Proximate: More Melancholy Than Horror

Written by ettolrach, 2025-12-29.

If you haven't played the game yet, I highly recommend you do. The game will be scary. Despite enjoying horror games, I get scared very, very, easily. That said, I could cope fine with this game. If you're looking for horror, then this may be a little disappointing. But the story here is amazing. If it was a different genre, say, a visual novel or strategy game, I would still recommend it just for the story. The gameplay is very good too. It reminds me of an evolution of Iron Lung. You should buy it, especially because it's very cheap too. Oh, and it has good lesbian and trans representation.

Please play the game before reading on. It's worth it.


I'm very conflicted about the gameplay and the horror. Maybe I'm getting at playing horror games? I didn't feel /that/ scared playing it. Perhaps it's the framing of the player. You're tasked to find the research that the group produced in exchange for medical procedures being paid for. Although I do care for what happened to the group, I don't want to do any original research of my own. I simply scanned each location, went back and read the files, and kept going until I could choose a pod. The pod I chose was the one destined for the surface. And as you may know (since I didn't initially realise there were two options, I could only find one due to my terrible navigation skills), that ending is slightly less climactic.

When the '?' entity appeared on my radar, I simply approached it, ignoring the advice given at the start. And I expected to die or enter some sort of fail state and restart. But nothing happened. After that first interaction, I was quite a bit less scared. I feel like /Iron Lung/ did it better, how the submarine was thrown way across the map. You didn't have the time to choose whether to run or not. It just happened.

I am reminded of a comment I read on Joseph Anderson's video on why he doesn't find horror games scary (Anderson, 2018). That the horror is that the situation is scary, not that there is an actively scary thing. The themes are scary, not the monster chasing you. And while I kind of agree, I still think that when we watch Psycho, we're supposed to be scared of Mrs Bates as Lila approaches the Bates' house. After having played Proximity, I don't stay up at night thinking about that research station or the hole. Maybe if the story wasn't as good, I would. But the story is too good and overshadows the gameplay. I think the game relied too much on the situation itself being scary without putting the player in enough danger.

Perhaps I agree with Anderson. Perhaps I wish there were more consequences without dying.


There are two sideplots that the game presents (the main plot being about the player): the dynamic between Ella and Willow, and Simon and Oliver.

I saw someone reading Ella and Willow's relationship through a transmisogynistic lens, that Willow is rejecting Ella (and not being clear with Ella about her reasons until a lot of pressure was applied) because she isn't comfortable dating a trans woman, or some other similar reason. While I can see where they came from, I think that the game shows enough of Willow for me to understand her reaction. It's also never confirmed that she is cis (in fact, I thought she was a trans woman too while I played), which makes me more hesitant to see the same.

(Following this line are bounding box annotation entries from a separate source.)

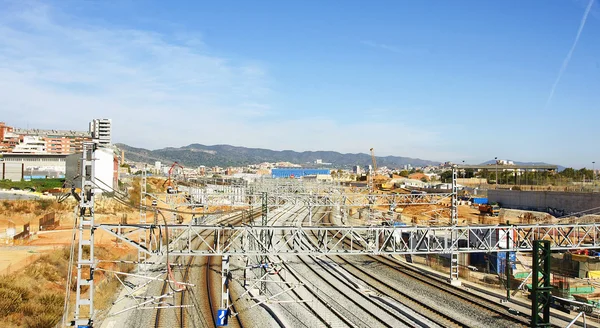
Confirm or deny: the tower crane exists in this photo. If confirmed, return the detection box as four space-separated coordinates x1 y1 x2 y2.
163 162 183 194
368 148 389 192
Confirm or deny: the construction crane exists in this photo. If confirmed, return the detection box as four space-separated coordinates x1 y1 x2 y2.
371 148 377 172
368 148 390 192
163 162 183 194
368 148 377 192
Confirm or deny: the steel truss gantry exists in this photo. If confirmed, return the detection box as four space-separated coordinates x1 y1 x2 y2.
180 187 452 207
71 143 96 327
96 223 600 256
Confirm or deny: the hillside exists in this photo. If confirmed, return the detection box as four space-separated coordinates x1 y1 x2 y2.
117 144 439 168
481 159 565 172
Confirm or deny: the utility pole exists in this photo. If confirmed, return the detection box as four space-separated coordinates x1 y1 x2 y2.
138 164 148 272
494 157 498 189
72 143 96 327
592 161 596 191
450 165 460 286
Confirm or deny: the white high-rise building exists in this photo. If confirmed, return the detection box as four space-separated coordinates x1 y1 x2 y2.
90 118 112 147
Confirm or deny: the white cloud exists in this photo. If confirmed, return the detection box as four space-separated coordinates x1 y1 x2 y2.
0 3 455 160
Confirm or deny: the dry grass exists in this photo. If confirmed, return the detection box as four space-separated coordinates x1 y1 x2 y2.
0 247 137 328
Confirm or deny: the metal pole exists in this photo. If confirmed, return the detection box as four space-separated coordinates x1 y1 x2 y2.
494 157 498 189
504 221 510 301
72 143 96 327
450 165 460 286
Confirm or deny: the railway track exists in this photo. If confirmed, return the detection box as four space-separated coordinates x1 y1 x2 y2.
272 206 429 327
154 213 255 328
310 206 529 327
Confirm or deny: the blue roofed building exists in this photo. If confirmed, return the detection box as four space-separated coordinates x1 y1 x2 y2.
271 167 331 178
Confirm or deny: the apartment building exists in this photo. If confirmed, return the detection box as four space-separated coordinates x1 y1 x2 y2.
90 118 112 147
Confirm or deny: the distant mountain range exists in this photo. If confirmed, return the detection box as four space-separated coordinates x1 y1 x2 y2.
116 144 440 168
481 159 565 172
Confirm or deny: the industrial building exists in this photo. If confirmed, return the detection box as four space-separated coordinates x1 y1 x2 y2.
0 153 67 181
271 167 331 178
0 119 112 155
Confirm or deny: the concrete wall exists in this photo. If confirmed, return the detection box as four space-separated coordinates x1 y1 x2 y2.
488 190 600 216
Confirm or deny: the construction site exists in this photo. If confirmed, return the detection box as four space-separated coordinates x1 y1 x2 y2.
0 146 600 327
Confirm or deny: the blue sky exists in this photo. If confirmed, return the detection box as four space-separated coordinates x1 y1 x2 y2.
0 0 600 167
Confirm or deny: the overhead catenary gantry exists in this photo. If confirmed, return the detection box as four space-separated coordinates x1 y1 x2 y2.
67 168 572 322
97 223 600 256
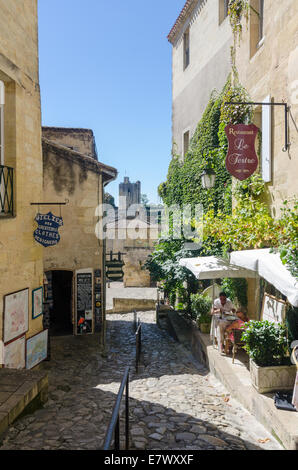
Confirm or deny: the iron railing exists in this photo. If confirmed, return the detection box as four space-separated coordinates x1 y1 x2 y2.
0 165 13 217
132 310 138 333
103 367 129 450
136 320 142 374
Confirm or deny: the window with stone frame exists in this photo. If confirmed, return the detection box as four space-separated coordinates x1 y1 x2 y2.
250 0 264 57
0 80 5 165
183 28 190 70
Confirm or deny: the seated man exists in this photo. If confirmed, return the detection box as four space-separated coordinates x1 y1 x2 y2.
225 309 249 354
211 292 236 315
211 292 236 354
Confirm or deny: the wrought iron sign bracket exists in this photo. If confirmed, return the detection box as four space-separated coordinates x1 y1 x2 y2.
31 199 69 206
225 101 291 152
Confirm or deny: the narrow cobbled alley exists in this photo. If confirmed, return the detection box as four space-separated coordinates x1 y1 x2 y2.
1 312 281 450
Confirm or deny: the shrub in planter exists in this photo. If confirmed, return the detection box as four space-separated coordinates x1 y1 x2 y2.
242 321 290 367
242 321 296 393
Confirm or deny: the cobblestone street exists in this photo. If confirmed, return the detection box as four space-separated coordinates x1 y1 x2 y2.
1 312 281 450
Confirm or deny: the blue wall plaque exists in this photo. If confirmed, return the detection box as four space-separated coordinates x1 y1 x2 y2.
34 212 63 247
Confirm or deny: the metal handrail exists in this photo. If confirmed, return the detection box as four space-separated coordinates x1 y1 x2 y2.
0 165 14 216
132 310 138 333
103 367 130 450
136 320 142 374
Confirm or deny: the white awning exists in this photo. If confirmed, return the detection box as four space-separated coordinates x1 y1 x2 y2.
179 256 256 279
230 249 298 307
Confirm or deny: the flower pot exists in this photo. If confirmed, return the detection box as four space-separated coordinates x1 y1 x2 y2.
200 323 211 335
250 360 296 393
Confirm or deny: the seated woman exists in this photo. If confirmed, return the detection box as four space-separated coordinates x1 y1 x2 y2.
225 309 249 354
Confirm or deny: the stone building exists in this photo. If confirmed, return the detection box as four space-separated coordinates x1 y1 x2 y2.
0 0 43 368
168 0 233 158
42 127 117 335
106 177 161 287
236 0 298 214
168 0 298 318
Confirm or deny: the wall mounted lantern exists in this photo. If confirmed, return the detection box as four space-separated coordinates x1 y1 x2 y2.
201 147 216 189
201 168 216 189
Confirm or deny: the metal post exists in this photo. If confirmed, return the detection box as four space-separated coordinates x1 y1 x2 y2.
115 415 120 450
125 375 129 450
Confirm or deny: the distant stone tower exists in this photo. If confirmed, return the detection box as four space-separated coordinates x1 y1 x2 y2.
119 176 141 208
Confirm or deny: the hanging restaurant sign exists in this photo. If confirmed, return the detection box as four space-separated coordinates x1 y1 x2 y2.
34 212 63 247
225 124 259 181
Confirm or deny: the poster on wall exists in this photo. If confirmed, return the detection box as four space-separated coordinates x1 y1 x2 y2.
3 289 29 343
26 330 48 369
261 293 286 323
32 287 43 320
94 269 102 333
76 269 93 335
225 124 259 181
3 336 26 369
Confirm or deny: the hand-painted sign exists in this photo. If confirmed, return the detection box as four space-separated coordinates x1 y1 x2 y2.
225 124 259 181
34 212 63 247
76 270 93 335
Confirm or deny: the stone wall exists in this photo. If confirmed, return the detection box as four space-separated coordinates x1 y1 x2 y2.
0 0 43 346
43 142 103 278
42 127 96 158
106 223 157 287
172 0 233 156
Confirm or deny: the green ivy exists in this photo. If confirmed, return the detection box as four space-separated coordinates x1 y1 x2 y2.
159 78 252 218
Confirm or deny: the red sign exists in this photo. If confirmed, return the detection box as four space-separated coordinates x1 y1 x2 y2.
225 124 259 181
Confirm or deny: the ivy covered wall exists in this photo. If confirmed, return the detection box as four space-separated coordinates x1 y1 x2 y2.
159 78 252 217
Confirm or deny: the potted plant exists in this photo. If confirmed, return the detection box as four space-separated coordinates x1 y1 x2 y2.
190 294 212 334
242 321 296 393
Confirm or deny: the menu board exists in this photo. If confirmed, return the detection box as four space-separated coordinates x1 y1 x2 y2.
76 270 93 335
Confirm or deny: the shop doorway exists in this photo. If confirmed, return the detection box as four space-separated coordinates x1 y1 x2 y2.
50 271 73 336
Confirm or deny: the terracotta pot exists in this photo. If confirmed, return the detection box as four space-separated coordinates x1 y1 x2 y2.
200 323 211 335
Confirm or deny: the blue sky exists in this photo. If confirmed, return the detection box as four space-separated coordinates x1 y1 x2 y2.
39 0 185 202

Ella and Willow are both scared. But Ella is scared about her past and about how she is. She's scared that people are judging her for her being trans or bipolar (even though we can see that the other people in the team don't care about these things about Ella). When she's rejected, she tells herself that the abuse she's experienced in the past shouldn't make her accept a poor relationship, but then uses (what one could read as) abusive tactics on Willow after getting rejected.

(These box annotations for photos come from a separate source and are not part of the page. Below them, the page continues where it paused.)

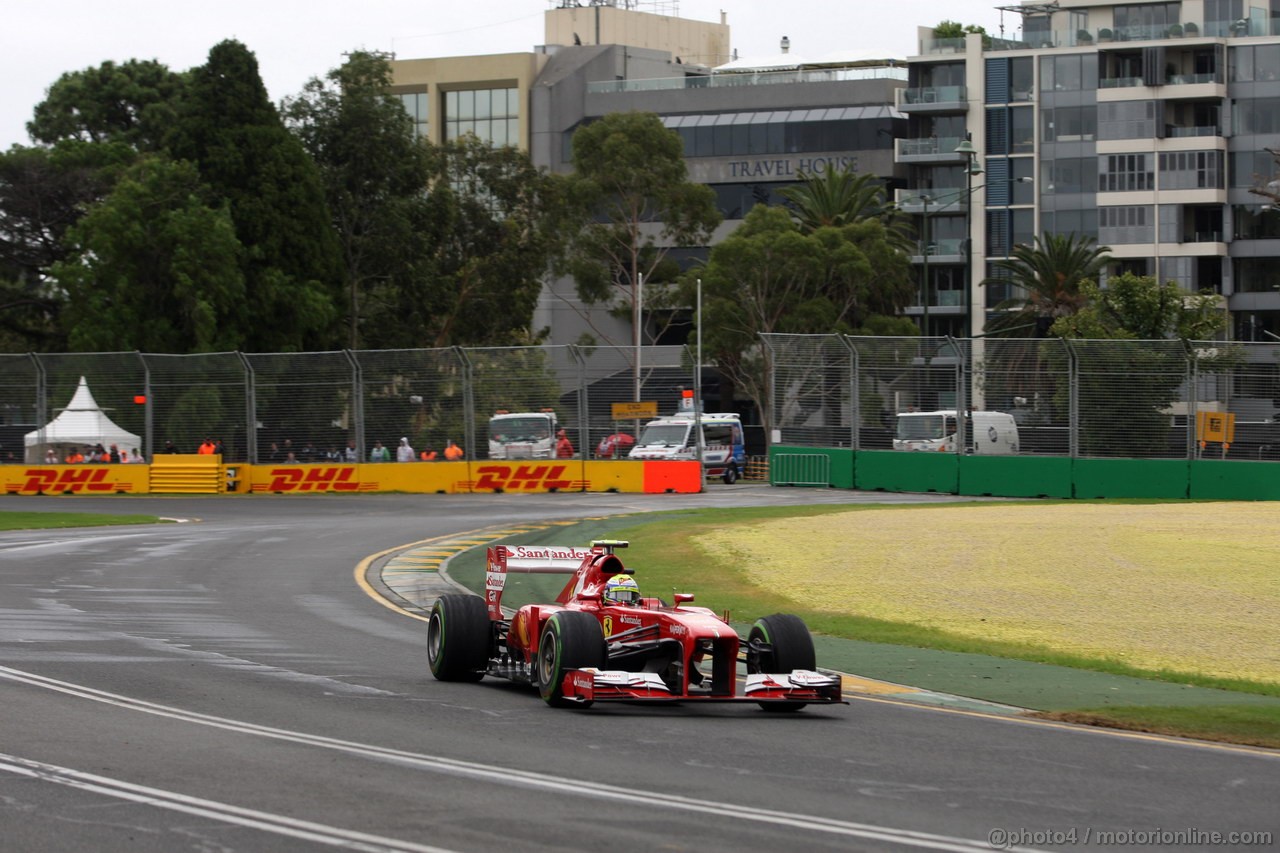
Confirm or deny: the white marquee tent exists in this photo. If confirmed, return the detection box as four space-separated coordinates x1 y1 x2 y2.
23 377 142 465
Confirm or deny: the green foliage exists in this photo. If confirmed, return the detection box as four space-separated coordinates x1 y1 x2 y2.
561 113 721 338
685 205 913 428
1050 273 1226 341
933 20 987 38
984 232 1111 337
27 59 184 151
166 41 342 352
424 134 563 346
284 51 431 348
52 158 244 352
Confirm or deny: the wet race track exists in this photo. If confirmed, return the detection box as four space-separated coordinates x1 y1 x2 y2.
0 485 1280 853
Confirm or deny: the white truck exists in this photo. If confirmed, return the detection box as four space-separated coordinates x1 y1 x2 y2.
627 412 746 483
893 409 1018 456
489 409 559 459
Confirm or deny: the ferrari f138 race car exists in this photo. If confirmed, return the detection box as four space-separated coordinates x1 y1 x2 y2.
428 540 844 711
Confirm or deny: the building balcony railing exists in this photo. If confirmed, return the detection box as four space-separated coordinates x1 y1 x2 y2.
893 187 969 216
586 65 906 95
897 86 968 111
897 136 964 161
1165 124 1222 140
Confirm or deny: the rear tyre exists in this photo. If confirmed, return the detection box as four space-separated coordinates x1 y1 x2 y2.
426 596 492 681
746 613 818 712
536 610 605 708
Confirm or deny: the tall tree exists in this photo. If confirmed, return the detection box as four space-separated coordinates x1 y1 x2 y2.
52 156 244 352
984 233 1111 337
0 141 134 352
284 51 431 348
166 41 343 351
567 113 721 342
425 134 564 346
27 59 183 151
685 205 914 432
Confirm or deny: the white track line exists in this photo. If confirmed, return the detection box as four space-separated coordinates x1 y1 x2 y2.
0 666 1025 853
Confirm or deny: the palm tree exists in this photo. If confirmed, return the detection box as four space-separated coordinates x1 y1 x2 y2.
983 233 1111 337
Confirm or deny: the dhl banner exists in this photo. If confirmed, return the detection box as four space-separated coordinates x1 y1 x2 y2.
0 465 151 494
0 460 701 494
242 460 701 494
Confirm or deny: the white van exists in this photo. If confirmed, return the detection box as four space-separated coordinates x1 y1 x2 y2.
627 412 746 483
893 409 1018 456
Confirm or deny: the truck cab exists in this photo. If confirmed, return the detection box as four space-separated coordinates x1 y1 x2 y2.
893 409 1018 456
627 412 746 483
489 409 559 459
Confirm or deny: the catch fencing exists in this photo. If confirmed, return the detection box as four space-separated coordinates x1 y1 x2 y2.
762 334 1280 461
0 346 695 464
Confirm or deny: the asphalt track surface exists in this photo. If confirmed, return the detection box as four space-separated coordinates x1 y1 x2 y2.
0 487 1280 853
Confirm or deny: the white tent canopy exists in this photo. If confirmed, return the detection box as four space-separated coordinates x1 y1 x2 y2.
23 377 142 465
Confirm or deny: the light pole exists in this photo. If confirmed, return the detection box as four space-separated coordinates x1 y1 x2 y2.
956 134 982 338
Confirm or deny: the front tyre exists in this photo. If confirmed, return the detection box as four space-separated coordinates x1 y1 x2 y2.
746 613 818 711
426 594 490 681
536 610 605 708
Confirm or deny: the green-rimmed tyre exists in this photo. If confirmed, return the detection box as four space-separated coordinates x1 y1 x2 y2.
426 596 490 681
536 610 605 708
746 613 818 711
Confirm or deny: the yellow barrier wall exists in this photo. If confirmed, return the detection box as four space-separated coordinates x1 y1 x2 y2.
238 460 700 494
0 464 151 494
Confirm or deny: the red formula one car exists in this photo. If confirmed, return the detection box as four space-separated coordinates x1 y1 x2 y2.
426 540 842 711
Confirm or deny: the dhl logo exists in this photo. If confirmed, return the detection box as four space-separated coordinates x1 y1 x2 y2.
253 465 378 492
4 466 133 494
468 465 588 492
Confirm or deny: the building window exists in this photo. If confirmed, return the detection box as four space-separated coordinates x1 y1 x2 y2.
1098 205 1156 246
399 92 431 138
1160 151 1225 190
444 87 520 147
1098 154 1156 192
1098 101 1156 140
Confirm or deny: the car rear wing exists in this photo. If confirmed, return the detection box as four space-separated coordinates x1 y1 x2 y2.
484 543 599 620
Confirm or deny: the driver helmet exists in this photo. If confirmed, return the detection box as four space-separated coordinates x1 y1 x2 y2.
603 575 640 605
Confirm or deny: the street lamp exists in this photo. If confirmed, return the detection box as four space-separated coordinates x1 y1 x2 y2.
956 134 982 337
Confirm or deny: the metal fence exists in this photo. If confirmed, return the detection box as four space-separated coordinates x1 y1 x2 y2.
0 346 695 462
763 334 1280 461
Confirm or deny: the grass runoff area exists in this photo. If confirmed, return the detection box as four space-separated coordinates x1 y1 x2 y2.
449 501 1280 748
0 510 163 530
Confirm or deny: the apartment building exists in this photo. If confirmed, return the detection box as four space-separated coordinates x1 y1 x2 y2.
897 0 1280 341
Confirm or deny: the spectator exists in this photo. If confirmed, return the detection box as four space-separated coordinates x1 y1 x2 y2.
556 429 573 459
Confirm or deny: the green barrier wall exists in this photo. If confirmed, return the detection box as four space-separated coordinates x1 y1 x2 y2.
769 444 859 489
769 446 1280 501
1190 460 1280 501
854 451 960 494
959 456 1073 498
1073 459 1190 498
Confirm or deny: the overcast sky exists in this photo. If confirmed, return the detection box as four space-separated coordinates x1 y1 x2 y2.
0 0 1021 150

Willow is scared of what she's doing. Why did she decide to do this highly unethical job? In fact, I think her own self-hatred is exactly why she rejects Ella. She just isn't capable of a relationship in this environment. She wants to hide the fact that she's having nightmares and regrets from Ella, so she chooses the simpler option: be vague and just say 'no'.

I don't really know what my point is. They're both not doing well. I love toxic yuri.

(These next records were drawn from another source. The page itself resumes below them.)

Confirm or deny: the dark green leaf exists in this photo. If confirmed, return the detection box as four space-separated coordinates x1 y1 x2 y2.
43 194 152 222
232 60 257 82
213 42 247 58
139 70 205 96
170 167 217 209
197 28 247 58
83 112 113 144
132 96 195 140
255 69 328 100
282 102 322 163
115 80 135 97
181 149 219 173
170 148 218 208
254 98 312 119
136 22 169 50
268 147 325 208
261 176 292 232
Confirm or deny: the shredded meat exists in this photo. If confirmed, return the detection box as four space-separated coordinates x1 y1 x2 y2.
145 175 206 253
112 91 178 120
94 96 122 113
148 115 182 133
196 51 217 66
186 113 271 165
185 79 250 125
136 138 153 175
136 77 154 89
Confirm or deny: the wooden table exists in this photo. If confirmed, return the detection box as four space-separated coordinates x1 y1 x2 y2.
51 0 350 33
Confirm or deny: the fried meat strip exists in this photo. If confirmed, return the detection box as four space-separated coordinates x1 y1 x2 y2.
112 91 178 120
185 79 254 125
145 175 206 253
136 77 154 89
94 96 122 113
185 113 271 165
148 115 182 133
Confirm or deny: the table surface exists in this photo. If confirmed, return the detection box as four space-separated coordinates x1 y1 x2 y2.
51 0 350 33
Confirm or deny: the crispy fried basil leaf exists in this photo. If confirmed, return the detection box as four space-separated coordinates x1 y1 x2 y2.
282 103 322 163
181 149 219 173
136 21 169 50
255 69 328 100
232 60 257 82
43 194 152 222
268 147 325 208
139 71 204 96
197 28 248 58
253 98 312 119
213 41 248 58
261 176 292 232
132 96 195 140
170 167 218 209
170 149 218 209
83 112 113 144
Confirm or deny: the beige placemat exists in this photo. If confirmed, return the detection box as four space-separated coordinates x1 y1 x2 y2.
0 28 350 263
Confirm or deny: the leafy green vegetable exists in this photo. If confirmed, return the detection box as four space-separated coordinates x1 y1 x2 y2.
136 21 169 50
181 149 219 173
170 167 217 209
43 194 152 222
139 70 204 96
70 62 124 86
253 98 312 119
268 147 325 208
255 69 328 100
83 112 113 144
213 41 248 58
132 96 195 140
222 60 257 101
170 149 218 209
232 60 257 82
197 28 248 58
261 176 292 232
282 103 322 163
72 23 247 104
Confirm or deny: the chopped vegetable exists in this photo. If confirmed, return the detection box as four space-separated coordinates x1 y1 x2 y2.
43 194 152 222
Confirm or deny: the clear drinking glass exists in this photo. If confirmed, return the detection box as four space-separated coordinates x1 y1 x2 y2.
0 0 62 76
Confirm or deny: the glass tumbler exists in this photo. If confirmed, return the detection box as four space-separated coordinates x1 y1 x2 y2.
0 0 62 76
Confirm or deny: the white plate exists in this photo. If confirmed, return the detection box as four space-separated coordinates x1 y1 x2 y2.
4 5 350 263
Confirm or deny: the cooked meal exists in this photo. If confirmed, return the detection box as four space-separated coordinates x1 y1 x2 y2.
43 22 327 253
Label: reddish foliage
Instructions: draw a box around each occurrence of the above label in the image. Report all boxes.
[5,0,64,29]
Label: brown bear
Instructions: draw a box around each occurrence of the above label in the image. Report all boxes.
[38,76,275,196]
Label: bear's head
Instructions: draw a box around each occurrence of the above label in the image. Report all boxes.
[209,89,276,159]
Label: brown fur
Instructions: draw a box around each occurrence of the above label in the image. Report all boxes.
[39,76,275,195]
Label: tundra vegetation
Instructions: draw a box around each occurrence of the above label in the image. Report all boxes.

I have surprisingly little to say about the relationship between Simon and Oliver. Maybe that's because I'm already quite familiar with it from my real-life. A start-up, in this case a research-group-gone-start-up, convinces a bunch of investors to invest in something totally unrealistic. It doesn't happen and thus goes south. We find out at the end of the game that Simon was already mentally unwell from the start. At least he's not the only one on the station.

I'm not too interested in the main story of the game, but my reading is similar to Power Pak (2025)'s. The hole is a way to make the player choose whether they have 'learnt' from the story. Do they go up to the surface to get their medical procedure paid (how do you know you will? It's unlikely you will be considering your supervisor abandons you at the end of the game), or do they follow Willow and sacrifice themselves in hopes of subduing the hole (which appears to have worked, considering that the hole hasn't swallowed the research base yet, even after quite some time has passed).

I think that these three plotlines: Ella and Willow, Simon and Oliver, and the player's playthrough and final choice, all make the game a very melancholic game. When I finished the game, I felt sad. I didn't even get that scared. I loved the game. I wish I had more to say about it.